Letztes Jahr hieß es, dass Sie gern als Geschäftsführerin zur BVG gehen wollten. War da etwas was dran?

Nein! Da muss irgendjemand bei der BVG meinen Namen platziert haben, ohne sich im Geringsten mit mir abzustimmen. Ich hätte von Anfang an Nein gesagt.

Zur Person

Sophia Eltrop wurde 1965 geboren und ist in Bochum und Münster aufgewachsen. Sie ist Diplom-Volkswirtin. Ihre bisherigen beruflichen Stationen waren unter anderem die Beratunsgesellschaft Ernst & Young, die Berliner Flughäfen und die Howoge Wohnungsbaugesellschaft GmbH in Berlin, deren kaufmännische Geschäftsführerin sie von 2011 bis 2017 war. Danach wurde sie Chefin der Potsdamer Stadtwerke und der Energie und Wasser Potsdam (EWP).

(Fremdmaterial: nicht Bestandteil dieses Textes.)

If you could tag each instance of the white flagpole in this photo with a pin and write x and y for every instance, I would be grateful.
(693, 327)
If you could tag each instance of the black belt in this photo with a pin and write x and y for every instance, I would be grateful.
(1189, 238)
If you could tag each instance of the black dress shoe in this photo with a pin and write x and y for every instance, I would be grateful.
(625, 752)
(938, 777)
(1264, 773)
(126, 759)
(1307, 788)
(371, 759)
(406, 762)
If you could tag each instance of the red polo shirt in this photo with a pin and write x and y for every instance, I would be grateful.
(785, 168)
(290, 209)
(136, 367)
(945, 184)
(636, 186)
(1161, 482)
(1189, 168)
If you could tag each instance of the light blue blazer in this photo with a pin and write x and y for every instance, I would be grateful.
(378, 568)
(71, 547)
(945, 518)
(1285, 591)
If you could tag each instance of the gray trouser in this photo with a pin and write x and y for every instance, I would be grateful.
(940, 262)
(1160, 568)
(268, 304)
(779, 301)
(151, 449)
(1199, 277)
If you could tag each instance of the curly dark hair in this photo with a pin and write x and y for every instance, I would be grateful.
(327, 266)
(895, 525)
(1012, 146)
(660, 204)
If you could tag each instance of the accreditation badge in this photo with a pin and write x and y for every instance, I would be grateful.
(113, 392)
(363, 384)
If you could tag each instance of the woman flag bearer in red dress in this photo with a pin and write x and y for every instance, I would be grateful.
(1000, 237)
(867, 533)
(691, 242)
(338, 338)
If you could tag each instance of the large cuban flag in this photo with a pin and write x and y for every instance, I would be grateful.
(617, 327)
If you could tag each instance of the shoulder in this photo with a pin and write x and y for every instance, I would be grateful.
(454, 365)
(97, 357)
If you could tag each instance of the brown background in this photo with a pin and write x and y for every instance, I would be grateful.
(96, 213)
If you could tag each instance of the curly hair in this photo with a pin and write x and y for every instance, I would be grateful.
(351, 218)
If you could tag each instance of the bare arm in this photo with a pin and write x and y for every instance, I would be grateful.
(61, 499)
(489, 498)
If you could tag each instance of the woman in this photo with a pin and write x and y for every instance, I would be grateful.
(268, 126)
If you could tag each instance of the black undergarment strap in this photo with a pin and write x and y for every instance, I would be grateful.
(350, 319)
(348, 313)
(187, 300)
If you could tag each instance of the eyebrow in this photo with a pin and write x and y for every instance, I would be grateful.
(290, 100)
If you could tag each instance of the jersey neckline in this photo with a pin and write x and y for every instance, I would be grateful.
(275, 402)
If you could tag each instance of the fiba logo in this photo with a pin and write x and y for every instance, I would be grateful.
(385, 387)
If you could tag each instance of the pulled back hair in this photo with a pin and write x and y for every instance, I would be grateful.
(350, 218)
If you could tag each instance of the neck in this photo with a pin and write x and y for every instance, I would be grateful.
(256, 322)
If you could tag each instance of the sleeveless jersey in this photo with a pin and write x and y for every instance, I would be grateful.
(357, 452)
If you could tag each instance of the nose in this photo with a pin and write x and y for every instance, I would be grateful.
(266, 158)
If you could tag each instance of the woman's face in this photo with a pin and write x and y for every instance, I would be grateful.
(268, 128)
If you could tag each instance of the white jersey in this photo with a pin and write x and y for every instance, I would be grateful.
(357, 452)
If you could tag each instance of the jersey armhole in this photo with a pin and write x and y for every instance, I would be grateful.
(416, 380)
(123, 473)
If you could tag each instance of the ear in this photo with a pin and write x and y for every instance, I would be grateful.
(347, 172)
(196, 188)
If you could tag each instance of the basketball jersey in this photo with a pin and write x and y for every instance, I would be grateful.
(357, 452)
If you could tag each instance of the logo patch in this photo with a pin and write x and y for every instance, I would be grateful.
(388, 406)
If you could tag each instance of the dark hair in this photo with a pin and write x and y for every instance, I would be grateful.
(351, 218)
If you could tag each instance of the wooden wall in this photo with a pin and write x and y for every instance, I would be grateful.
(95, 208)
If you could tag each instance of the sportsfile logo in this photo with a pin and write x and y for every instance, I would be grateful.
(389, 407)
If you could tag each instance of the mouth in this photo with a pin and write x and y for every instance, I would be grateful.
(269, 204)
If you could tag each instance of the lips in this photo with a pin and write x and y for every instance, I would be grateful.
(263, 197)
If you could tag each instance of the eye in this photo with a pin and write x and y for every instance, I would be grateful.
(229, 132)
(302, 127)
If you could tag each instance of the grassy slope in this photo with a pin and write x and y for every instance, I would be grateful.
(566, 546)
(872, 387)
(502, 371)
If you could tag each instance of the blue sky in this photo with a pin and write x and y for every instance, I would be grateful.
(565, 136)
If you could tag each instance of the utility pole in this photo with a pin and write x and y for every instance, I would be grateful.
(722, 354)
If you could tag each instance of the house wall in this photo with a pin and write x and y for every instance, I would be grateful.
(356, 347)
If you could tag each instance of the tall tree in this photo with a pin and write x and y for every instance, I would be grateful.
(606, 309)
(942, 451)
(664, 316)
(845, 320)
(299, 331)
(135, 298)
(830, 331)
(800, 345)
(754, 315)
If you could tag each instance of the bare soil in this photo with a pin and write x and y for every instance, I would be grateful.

Sie ist verheiratet und hat ein Kind.

Als damals gefragt wurde, erklärten Sie: „In Potsdam fühle ich mich wohl“. Das klang nicht ganz so klar …

Ich fand, das war sehr klar. Ich meinte das wörtlich.

Haben Sie sich Gedanken gemacht, wer Ihnen damals schaden wollte?

Na klar. Wer zuerst einen Namen so in die Öffentlichkeit bringt, will die Person nicht haben. Besser kann man niemanden verbrennen als so. Aber ehrlich gesagt: Mir ist egal, was in Berlin los ist.

Nach Visionen soll man ja nicht fragen: Wo sehen Sie die Potsdamer Stadtwerke in 20 Jahren?  

Die Tram fährt nach Krampnitz, der ÖPNV läuft, wird gut angenommen, weil wir eine Lösung für die letzte Meile nach Hause haben. Deshalb wird noch weniger mit dem Auto gefahren. Und wenn, dann mit schicken, kleinen Elektroflitzern, die weitgehend zu Hause, aber auch hier und da mal in der Öffentlichkeit schnell wieder aufladen. Die EWP hat es geschafft, die Fernwärme weiter auszubauen und mit erneuerbaren Energien zu kombinieren. Wir haben ein paar Geothermieprojekte in Potsdam, über die ganz Deutschland redet. Die Müllabfuhr wird noch mehr digital gesteuert, gefahren wird nur, wo die Tonne voll ist. Die Potsdamer sind glücklich über das Strandbad Babelsberg in neuer Schönheit. Alles, was ich hier aufzähle, bilden unsere Projekte ab. Wir machen nichts Esoterisches. Wir wollen nichts probieren, was vorher keiner versucht hat. Da sind wir zu vorsichtig mit dem Geld. Wir können uns keine Experimente erlauben. Was wir tun, muss solide sein. Wenn wir das hinbekommen, wird Potsdam eine grüne Vorzeigestadt in Deutschland, die funktioniert, gern Gäste empfängt.

Und was machen Sie dann?

Ich genieße meinen Feierabend, wenn ich bis dahin noch lebe (lacht).